AtomGen Documentation

Welcome to the documentation for AtomGen, a toolkit for atomistic machine learning and generative modeling. AtomGen provides researchers and developers with tools to explore, experiment, and innovate in the realm of molecular and materials science using state-of-the-art deep learning techniques.

Overview

AtomGen offers a comprehensive framework for handling atomistic datasets, training various models, and experimenting with different pre-training and fine-tuning tasks.
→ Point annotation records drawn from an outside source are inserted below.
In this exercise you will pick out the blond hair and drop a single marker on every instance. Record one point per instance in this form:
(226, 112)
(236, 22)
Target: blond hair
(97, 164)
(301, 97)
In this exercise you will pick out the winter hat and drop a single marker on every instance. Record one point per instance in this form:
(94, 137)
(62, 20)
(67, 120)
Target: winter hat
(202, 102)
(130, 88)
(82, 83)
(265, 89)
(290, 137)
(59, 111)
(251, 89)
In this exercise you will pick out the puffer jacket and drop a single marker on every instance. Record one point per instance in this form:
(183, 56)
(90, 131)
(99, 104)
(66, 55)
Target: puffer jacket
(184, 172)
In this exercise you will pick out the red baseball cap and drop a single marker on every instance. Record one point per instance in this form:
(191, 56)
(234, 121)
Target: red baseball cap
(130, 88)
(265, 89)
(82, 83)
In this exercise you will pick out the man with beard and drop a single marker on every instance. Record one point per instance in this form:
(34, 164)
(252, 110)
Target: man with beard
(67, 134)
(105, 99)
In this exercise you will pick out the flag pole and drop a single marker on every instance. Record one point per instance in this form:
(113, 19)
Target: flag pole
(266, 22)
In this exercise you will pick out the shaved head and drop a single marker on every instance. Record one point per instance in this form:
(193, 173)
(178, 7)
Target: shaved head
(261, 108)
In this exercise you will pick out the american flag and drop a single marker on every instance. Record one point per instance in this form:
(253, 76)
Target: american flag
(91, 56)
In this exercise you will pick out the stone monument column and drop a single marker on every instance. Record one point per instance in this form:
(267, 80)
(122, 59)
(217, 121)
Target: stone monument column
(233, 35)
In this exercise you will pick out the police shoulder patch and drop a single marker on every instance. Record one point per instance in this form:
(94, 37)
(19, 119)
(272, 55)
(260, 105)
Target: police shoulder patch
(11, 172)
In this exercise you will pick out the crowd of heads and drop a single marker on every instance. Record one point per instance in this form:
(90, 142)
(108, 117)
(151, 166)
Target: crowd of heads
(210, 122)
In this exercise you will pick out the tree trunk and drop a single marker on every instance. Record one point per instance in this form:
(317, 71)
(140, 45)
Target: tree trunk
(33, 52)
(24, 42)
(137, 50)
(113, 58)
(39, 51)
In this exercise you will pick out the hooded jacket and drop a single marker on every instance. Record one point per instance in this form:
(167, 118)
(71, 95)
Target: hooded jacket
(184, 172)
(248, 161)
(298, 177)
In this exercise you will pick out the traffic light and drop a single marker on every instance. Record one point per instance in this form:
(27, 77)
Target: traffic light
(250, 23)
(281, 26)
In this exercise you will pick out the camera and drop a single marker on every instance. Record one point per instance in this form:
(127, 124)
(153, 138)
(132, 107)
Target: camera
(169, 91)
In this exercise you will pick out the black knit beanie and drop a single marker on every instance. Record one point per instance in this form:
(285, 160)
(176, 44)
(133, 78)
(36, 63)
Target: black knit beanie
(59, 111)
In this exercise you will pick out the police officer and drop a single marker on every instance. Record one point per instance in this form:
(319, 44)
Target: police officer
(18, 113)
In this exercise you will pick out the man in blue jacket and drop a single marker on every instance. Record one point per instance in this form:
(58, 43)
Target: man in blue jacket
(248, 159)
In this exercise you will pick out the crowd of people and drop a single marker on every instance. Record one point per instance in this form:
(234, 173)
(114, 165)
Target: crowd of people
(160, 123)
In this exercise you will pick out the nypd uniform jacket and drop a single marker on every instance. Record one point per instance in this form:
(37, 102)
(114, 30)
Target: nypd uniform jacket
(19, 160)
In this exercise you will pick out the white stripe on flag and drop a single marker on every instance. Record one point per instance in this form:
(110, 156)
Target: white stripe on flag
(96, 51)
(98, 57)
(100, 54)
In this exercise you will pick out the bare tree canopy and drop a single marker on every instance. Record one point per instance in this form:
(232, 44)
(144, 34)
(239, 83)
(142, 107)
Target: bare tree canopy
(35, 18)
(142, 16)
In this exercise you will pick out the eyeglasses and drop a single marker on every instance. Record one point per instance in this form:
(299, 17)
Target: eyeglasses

It streamlines the process of working with diverse molecular and materials datasets, enabling large-scale pre-training and task-specific fine-tuning on atomistic data.

Key Features

  • Data Handling: Efficient processing and loading of large-scale atomistic datasets.
  • Model Architectures: Implementation of advanced models like AtomFormer, designed for molecular representation learning.
  • Pre-training: Support for various pre-training tasks such as Structure to Energy and Forces (S2EF) prediction.
  • Fine-tuning: Easy adaptation of pre-trained models to downstream tasks using ATOM3D benchmarks.
  • Scalability: Designed for distributed training on multiple GPUs.

Datasets

AtomGen supports a variety of datasets, including:

  • S2EF-15M: A large-scale dataset aggregated from multiple sources (OC20, OC22, ODAC23, MPtrj, SPICE) for pre-training.
  • ATOM3D Benchmarks: Task-specific datasets for molecular property prediction, including:
  • SMP (Small Molecule Properties)
  • PPI (Protein-Protein Interfaces)
  • RES (Residue Identity)
  • MSP (Mutation Stability Prediction)
  • LBA (Ligand Binding Affinity)
  • LEP (Ligand Efficacy Prediction)
  • PSR (Protein Structure Ranking)
  • RSR (RNA Structure Ranking)

Models

The implemented model architectures in AtomGen is:

  • AtomFormer: A transformer encoder model adapted for atomistic data, leveraging 3D spatial information.
  • SchNet: A continuous-filter convolutional neural network for modeling quantum interactions.
  • TokenGT: Tokenized graph transformer that treats all nodes and edges as independent tokens.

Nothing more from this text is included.